Iter it(theList.begin());
std::advance(it, std::distance<ConstIter>(it, cit));
return 0;
}
Rather than trying to guarantee that the list won't be changed using the const keyword, it is better in this case to guarantee it using a postcondition. In other words, tell the user via comments that the list won't be changed.
Even better would be using a template that could be instantiated for iterators or const_iterators:
template <typename II> // II models InputIterator
II find(II first, int identifier) {
// do stuff
return iterator;
}
Of course, if you're going to go to that much trouble, you might as well expose the iterators of MyList to the user and use std::find.
If you're changing the data directed by the iterator, you're changing the list.

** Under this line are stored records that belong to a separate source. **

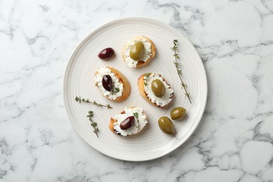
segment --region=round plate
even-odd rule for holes
[[[155,57],[146,66],[136,69],[127,67],[121,52],[131,38],[146,36],[155,43]],[[192,104],[185,97],[178,76],[173,63],[174,57],[171,47],[173,40],[178,39],[179,62],[182,63],[183,79],[190,92]],[[115,55],[104,61],[97,55],[106,48],[113,48]],[[94,72],[102,66],[118,69],[130,80],[131,94],[123,102],[115,102],[102,97],[94,85]],[[144,73],[161,74],[174,94],[168,108],[160,108],[148,104],[139,93],[138,78]],[[71,124],[78,134],[92,147],[114,158],[143,161],[155,159],[174,150],[192,134],[205,108],[207,83],[204,65],[190,42],[172,27],[157,20],[144,18],[125,18],[108,22],[92,32],[76,48],[68,62],[64,78],[64,99]],[[90,104],[79,104],[76,96],[88,98],[103,104],[109,104],[113,109],[97,107]],[[122,137],[108,129],[111,117],[130,106],[139,106],[148,115],[148,123],[141,134]],[[158,127],[160,117],[169,113],[174,107],[183,106],[187,117],[181,121],[173,121],[176,130],[175,136],[163,133]],[[88,118],[88,111],[94,111],[93,119],[99,129],[99,137],[93,132]]]

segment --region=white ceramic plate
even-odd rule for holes
[[[144,67],[129,68],[124,63],[121,52],[123,46],[134,36],[146,36],[155,44],[156,56]],[[183,64],[183,78],[188,85],[192,104],[185,97],[179,78],[173,64],[171,47],[172,41],[178,39],[179,55]],[[111,47],[115,51],[114,57],[103,61],[97,57],[104,48]],[[131,84],[131,94],[122,102],[108,100],[94,86],[94,74],[102,66],[110,66],[120,71]],[[160,108],[147,103],[139,94],[138,78],[144,73],[160,74],[174,90],[170,106]],[[64,78],[64,99],[66,112],[78,134],[98,151],[117,159],[143,161],[166,155],[183,144],[198,125],[205,108],[207,94],[206,73],[203,64],[190,42],[172,27],[153,20],[125,18],[107,23],[86,37],[76,48],[68,62]],[[89,98],[113,109],[99,108],[88,104],[78,104],[76,96]],[[139,106],[146,111],[148,124],[141,134],[122,137],[108,129],[110,118],[123,111],[125,106]],[[164,134],[160,130],[160,117],[169,117],[173,107],[186,108],[188,116],[183,121],[174,121],[175,136]],[[99,138],[93,132],[86,117],[88,111],[94,111],[94,120],[98,123]]]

The idea that I'm trying to express here, of course, is that the passed in list cannot/willnot be changed, but once I make the list reference const I then have to use 'cons_iterator's which then prevent me from doing anything with the result.
What is "dong anything"? Modifying the data? That's changing the list, which is contradictory to your original intentions. If a list is const, it (and "it" includes its data) is constant.
If your function were to return a non-const iterator, it would create a way of modifying the list, hence the list wouldn't be const.
You are thinking about your design in the wrong way. Don't use const arguments to indicate what the function does - use them to describe the argument. In this case, it doesn't matter that find() doesn't change the list. What matters is that find() is intended to be used with modifiable lists.
If you want your find() function to return a non-const iterator, then it enables the caller to modify the container. It would be wrong for it to accept a const container, because that would provide the caller with a hidden way of removing the const-ness of the container.
Consider:
// Your function
MyList::iterator find(const MyList& list, int identifier);
// Caller has a const list.
const MyList list = ...
// but your function lets them modify it.
*( find(list,3) ) = 5;
So, your function should take a non-const argument:
MyList::iterator find(MyList& list, int identifier);
Now, when the caller tries to use your function to modify her const list, she'll get a compilation error. That's a much better outcome.
If you're going to return a non-const accessor to the container, make the function non-const as well. You're admitting the possibility of the container being changed by a side effect.
This is a good reason the standard algorithms take iterators rather than containers, so they can avoid this problem.